Intermarriage wasn't supposed to be something that I'd ever have to deal with. I'm the daughter of a rabbi and a cantor (and the stepdaughter of yet another rabbi!), sent to Jewish day school as a child, raised Conservative, and while I'm unsure about my personal beliefs, my identity as a Jew has always and will always be super important to me. I've been to weddings my father officiated, listened to him explain how stamping on the glass is a reminder not only of the destruction of the temple but of the constant work we need to do in a marriage, and even sang Sunrise, Sunset in the chorus of my own temple's Fiddler on the Roof production.

Just my luck the love of my life turned out to be an atheist…

He's a friendly atheist with a deep appreciation for the aesthetics of ritual and religion, and my family has been fine with our relationship. He even considered conversion for a while, before deciding it would be spiritually dishonest to profess faith in anything, as much as he loved Judaism's culture of intellectualism and constant questioning. Any religion I want in our wedding is okay by him, but it will still be an interfaith wedding.

Which means, of course, that it can't be Conservative. The denomination I was raised in will not perform intermarriages.

While some Jews find this horribly unfair, I actually don't. I totally get it. Judaism in general (Conservative Judaism especially) is dwindling, and children of intermarriages tend not to become Jews. More than that, in order for a Jewish ceremony to actually mean something, Judaism should be part of the couple's life. It's great when religious Jews marry religious Jews because something special and holy will be a shared part of their lives, inform their values and help them grow together.

I get it. The prohibition against Conservative rabbis even attending intermarriages is less reasonable to me (and some family friends will be skipping our ceremony due to this), but overall I get it.

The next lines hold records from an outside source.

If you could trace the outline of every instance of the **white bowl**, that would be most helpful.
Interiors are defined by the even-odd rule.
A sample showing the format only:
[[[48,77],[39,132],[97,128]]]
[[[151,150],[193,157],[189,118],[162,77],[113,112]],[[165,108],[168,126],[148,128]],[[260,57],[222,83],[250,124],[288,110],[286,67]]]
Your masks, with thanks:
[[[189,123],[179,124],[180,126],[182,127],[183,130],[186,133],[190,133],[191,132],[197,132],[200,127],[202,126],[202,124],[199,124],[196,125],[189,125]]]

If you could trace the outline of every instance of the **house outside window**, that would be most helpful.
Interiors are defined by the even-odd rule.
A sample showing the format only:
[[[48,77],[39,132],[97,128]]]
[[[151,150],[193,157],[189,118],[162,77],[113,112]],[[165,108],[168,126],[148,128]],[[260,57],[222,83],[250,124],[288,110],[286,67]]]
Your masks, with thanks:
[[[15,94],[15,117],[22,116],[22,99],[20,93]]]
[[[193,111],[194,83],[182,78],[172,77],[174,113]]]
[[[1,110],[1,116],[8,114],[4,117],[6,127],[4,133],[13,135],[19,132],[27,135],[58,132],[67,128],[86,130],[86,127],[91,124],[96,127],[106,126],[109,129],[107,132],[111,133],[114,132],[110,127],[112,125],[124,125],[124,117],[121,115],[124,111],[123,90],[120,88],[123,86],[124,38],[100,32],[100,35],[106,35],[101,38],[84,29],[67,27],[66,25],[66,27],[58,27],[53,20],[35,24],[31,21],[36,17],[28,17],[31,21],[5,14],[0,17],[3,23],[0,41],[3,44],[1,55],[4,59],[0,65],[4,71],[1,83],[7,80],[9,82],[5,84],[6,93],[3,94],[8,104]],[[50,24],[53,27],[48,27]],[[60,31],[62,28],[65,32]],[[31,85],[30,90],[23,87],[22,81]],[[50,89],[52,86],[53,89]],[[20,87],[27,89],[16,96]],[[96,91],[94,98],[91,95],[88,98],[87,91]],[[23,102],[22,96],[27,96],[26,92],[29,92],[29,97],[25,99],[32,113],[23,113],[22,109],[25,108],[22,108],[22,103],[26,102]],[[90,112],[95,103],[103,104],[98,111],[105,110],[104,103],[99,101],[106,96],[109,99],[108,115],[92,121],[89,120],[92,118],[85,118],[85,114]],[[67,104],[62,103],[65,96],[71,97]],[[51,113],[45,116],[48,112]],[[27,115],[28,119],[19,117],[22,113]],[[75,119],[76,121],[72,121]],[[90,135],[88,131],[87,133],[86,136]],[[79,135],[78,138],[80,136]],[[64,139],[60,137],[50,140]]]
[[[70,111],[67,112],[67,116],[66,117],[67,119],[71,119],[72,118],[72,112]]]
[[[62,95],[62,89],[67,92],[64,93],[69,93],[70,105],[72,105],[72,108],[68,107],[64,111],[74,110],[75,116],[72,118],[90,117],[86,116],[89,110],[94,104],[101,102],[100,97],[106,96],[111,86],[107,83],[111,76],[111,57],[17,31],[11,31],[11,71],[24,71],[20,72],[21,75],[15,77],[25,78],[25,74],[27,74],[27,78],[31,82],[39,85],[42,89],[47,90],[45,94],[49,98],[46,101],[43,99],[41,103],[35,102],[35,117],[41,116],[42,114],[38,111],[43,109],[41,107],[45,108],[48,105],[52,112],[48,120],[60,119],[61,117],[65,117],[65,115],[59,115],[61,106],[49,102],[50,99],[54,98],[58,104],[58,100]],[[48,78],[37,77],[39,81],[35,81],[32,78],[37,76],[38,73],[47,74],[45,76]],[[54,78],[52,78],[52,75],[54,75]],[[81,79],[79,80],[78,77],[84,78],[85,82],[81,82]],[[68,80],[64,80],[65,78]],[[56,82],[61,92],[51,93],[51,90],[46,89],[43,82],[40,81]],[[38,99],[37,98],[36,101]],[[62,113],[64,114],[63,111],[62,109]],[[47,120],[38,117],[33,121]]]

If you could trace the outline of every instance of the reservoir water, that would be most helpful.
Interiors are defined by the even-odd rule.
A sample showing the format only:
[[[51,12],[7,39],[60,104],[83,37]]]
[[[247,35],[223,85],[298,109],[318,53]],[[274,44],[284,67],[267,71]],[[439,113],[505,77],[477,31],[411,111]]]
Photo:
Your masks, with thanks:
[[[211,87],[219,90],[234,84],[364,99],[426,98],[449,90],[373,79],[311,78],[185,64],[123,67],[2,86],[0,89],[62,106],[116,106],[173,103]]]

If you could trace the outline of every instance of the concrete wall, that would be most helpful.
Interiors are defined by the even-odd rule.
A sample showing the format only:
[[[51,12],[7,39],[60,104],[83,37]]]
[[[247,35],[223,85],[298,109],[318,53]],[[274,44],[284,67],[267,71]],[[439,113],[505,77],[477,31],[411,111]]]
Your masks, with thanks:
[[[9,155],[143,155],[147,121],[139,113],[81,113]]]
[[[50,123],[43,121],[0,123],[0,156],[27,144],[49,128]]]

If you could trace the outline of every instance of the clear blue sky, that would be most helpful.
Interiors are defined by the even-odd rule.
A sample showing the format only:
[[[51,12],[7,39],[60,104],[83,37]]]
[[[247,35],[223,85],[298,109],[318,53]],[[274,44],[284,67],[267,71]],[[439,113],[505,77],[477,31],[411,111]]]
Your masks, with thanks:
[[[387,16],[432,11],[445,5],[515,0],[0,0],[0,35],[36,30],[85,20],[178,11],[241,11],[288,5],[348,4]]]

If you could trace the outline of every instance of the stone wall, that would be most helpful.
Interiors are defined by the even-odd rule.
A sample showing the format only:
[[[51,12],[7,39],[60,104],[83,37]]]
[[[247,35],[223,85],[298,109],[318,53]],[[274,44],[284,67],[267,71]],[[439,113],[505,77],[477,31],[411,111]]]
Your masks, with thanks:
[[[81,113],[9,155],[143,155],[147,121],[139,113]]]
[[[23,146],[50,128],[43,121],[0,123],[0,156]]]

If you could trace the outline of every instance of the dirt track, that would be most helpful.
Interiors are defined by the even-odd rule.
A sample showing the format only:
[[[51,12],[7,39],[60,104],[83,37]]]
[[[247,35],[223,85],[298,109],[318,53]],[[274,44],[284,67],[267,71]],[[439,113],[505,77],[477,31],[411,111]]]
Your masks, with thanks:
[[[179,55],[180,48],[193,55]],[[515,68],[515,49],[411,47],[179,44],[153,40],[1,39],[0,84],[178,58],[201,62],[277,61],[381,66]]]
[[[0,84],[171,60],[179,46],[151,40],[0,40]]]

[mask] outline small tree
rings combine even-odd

It still means I'm leaving behind the way I was raised, and the denomination that I feel the most connection to. (As the joke goes, I may not go to shul often, but the shul I don't go to is Conservative!) I'm speaking right now to several Reform and Renewal rabbis and cantors (Reform clergy will perform intermarriages where the children are promised to be raised Jewish, and Renewal clergy get to make up their minds — which all clergy do to some extent, anyway).

My wedding will be spiritually appropriate to a questioning couple with doubts about eternity but a love for culture, and a belief that transcendence is possible. I will be just as Jewish and my husband will be just as supportive and engaging in that Jewish tradition as ever.

It still means other-ing myself from my family. And that's never easy.

How have our other interfaith couples handled this often sticky religious issue with each other and your families?